Collecting linguistic data for the grammar of a language
Proceedings of the Annual meeting of the Association for Machine Translation and Computational Linguistics

Establishing the grammatical description of a language is one of the major tasks facing the technician in machine translation. Another is that of creating the system of programs with which to carry out the translation process. The Linguistics Research Center of The University of Texas recognizes the advantages in maintaining the specialties of linguistic research and computer programming as two separate areas of endeavor. We regard the linguistic task as a problem in convergence. We do not expect ever to have a final description of a language (except theoretically for a given point in the history of that language).
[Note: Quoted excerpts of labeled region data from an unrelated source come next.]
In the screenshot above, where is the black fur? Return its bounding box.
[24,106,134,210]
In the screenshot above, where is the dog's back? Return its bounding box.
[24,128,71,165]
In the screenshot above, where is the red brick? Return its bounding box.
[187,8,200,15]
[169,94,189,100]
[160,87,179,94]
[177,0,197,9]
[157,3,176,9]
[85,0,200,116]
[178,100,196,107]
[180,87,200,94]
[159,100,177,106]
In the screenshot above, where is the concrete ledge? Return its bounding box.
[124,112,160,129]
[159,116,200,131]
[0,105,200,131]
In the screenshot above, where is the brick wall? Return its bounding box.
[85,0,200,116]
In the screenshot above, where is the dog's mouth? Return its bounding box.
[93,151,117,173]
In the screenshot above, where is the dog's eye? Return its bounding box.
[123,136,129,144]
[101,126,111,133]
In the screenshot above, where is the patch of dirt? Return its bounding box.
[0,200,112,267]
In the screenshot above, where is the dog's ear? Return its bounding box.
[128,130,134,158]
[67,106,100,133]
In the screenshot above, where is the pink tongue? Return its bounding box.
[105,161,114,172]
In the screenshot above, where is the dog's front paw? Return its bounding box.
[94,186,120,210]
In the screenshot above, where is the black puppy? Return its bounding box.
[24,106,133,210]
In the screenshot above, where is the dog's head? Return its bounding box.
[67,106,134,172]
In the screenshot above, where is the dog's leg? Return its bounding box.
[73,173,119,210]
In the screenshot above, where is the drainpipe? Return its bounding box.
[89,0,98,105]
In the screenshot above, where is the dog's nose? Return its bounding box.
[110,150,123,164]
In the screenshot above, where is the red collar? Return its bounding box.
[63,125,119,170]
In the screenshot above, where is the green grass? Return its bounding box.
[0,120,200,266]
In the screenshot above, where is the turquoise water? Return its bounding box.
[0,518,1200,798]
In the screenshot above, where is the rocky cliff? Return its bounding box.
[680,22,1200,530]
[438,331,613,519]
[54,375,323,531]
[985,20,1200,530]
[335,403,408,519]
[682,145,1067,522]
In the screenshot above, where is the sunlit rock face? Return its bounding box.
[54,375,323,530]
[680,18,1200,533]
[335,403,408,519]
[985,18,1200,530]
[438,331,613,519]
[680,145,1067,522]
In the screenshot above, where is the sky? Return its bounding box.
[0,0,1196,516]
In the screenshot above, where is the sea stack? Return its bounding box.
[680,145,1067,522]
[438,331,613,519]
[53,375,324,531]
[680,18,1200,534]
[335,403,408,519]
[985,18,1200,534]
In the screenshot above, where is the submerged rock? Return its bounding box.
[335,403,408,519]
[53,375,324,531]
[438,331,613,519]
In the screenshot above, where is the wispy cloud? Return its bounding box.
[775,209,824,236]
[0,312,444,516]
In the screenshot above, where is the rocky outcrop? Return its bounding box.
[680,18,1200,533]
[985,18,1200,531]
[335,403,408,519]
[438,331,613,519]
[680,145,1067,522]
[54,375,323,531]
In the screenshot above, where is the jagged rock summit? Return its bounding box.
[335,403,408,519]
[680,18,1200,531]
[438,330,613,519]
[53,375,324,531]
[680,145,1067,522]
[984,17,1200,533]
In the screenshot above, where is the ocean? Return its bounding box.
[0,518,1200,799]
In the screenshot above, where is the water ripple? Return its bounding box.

We do expect, however, to begin with almost immediate application of the very first grammatical description. We shall make repeated revisions of the grammar as we learn how to make it approximate better the language text fed into the computer. The grammatical description of any one language is based primarily on specific text evidence. We are not attempting to describe “the language”. We are, however, attempting to make descriptive decisions sufficiently general that new text evidence does not require extensive revision of earlier descriptions. Corpora selected for description are chosen so as to have similar texts within the same scientific discipline for the several languages. Tree diagrams are drawn for each sentence in detail. The diagrams are inspected for consistency before corresponding phrase-structure rules are compiled in the computer. The grammar is then verified in the computer system and revised as necessary.